Still planning to get a final touch on the swamp, I've made a lily pad. I took a photo for reference, but I need a base pad with no real-world wear and tear to copy for groups and take individual chunks out of them to make the cloning a bit less obvious.



Then I also went ahead and did a water lily flower, though I don't think I'll actually put it into my Swamp Idol map. Doesn't really seem sinister enough. This one is pretty much just the original photo (from Pexels again) cut down to just the flower.

----------


## rdanhenry

I only managed to put together one bunch of lily pads in time to use on my competition battlemap, but making a number of variants is on my endless list of things to do.

----------


## Kier

Very Nice.

I popped a couple of colors for your lily, I hope you don't mind. Maybe a little more sinister looking.

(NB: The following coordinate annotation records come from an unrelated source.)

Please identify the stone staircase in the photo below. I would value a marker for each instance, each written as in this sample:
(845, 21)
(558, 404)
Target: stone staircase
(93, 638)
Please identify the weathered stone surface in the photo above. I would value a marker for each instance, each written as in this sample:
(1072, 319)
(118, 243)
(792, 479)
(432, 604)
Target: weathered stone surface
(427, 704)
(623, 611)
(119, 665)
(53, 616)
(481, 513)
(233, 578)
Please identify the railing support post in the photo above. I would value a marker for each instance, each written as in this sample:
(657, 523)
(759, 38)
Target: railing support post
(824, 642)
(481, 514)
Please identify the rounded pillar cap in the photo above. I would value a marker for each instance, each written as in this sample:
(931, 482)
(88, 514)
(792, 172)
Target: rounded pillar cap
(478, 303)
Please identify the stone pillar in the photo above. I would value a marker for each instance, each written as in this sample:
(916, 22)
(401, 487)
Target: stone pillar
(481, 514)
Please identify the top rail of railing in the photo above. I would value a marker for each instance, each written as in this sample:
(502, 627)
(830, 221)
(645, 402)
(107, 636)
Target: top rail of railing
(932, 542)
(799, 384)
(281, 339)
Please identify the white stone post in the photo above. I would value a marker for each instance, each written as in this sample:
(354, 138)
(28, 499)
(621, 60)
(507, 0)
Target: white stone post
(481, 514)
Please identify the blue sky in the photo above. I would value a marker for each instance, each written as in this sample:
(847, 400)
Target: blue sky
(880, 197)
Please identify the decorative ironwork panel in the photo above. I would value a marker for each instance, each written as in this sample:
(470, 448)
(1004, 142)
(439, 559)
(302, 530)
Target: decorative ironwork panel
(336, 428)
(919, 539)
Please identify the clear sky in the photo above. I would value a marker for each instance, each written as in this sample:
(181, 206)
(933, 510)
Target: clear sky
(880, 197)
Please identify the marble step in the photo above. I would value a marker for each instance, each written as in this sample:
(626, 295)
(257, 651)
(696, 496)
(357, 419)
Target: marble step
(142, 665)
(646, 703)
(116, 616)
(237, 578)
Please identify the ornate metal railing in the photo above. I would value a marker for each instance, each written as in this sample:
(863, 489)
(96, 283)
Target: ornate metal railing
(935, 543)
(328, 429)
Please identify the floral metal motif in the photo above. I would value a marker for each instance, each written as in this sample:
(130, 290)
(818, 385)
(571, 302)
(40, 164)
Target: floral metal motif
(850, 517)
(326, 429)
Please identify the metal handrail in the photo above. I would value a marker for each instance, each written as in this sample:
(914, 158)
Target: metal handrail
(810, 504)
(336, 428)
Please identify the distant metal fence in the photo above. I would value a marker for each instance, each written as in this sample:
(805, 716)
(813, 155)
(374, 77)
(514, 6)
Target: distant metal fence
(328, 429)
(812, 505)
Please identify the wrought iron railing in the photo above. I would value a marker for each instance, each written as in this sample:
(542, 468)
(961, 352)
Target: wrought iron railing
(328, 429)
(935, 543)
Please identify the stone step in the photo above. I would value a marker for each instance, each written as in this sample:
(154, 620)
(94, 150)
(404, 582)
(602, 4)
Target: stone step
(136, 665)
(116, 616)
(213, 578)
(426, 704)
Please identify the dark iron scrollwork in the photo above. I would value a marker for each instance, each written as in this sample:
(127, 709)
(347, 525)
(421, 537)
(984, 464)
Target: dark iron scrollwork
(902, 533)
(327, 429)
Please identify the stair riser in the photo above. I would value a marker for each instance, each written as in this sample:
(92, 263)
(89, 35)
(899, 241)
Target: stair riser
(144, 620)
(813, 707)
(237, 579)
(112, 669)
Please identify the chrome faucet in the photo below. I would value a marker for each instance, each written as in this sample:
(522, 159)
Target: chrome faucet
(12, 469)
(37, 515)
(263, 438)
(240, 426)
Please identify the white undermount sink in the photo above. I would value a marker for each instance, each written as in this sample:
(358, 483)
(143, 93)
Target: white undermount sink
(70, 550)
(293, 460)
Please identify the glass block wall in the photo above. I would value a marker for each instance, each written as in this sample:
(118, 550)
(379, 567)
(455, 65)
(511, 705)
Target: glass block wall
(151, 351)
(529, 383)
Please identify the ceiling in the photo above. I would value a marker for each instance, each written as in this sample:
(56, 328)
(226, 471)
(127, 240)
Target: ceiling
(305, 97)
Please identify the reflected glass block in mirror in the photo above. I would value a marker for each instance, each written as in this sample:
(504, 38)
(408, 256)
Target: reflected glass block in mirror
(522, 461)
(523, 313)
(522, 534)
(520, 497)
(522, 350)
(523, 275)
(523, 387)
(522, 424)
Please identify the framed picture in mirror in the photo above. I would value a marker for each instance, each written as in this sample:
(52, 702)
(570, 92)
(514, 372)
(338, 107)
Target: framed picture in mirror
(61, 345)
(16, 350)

I kind of like the glowing white edge, although I could also remove it, and add drop shadow if you wanted.

----------


## Bogie

Nice work, my wife loves water lilies.  She takes lots of picture of them when we go kayaking.

----------


## rdanhenry

A sea turtle from Pexels, with two alternative colors and each with the Cartoon filter and the Oilify filter applied.

Eventually, I'll make this to a roll20 size creature token, but this is full size for integration as a map element.

----------


## rdanhenry

And another Pexels photo with several variants made:

----------


## rdanhenry

Another Pexels find.

----------


## Bogie

Beautiful colors!

----------


## rdanhenry

Pigeon in flight (from yet another Pexels photo), then a fire pigeon for worlds where phoenixes are a bit underwhelming.

----------


## rdanhenry

Elements for my pumpkin patch, in different sizes. These were done from my own photos.

----------


## Kier

Great stuff. Those fish are something else. Really cool.

----------


## rdanhenry

And now, a bug (from another Pexels photo).

----------


## Tiana

Bugs? Heck yeah!

----------


## rdanhenry

And now a few  more from my own photos:

----------


## Kier

Love the bugs.

----------


## rdanhenry

This should really be included in this thread as well... from way back in the January/February lite challenge for 2012, when we were challenged to make a compass rose.

----------


## rdanhenry

Another cat, from yet another Pexels photo. Plain and with the one standard GIMP filter I found made a promising alternative version.

----------


## rdanhenry

The buildings and tents I made for my Camp Murderclown Aug.-Oct. Lite Challenge map are pretty basic, but they might be of use to somebody:

----------


## rdanhenry

I suppose someone might also get some value out of the texture I used for the dirt trails. I think it does fairly well for that purpose, though I shouldn't like to use it for a large, unbroken expanse of ground (though I'm not sure any repeating texture does well at that for natural surfaces).

----------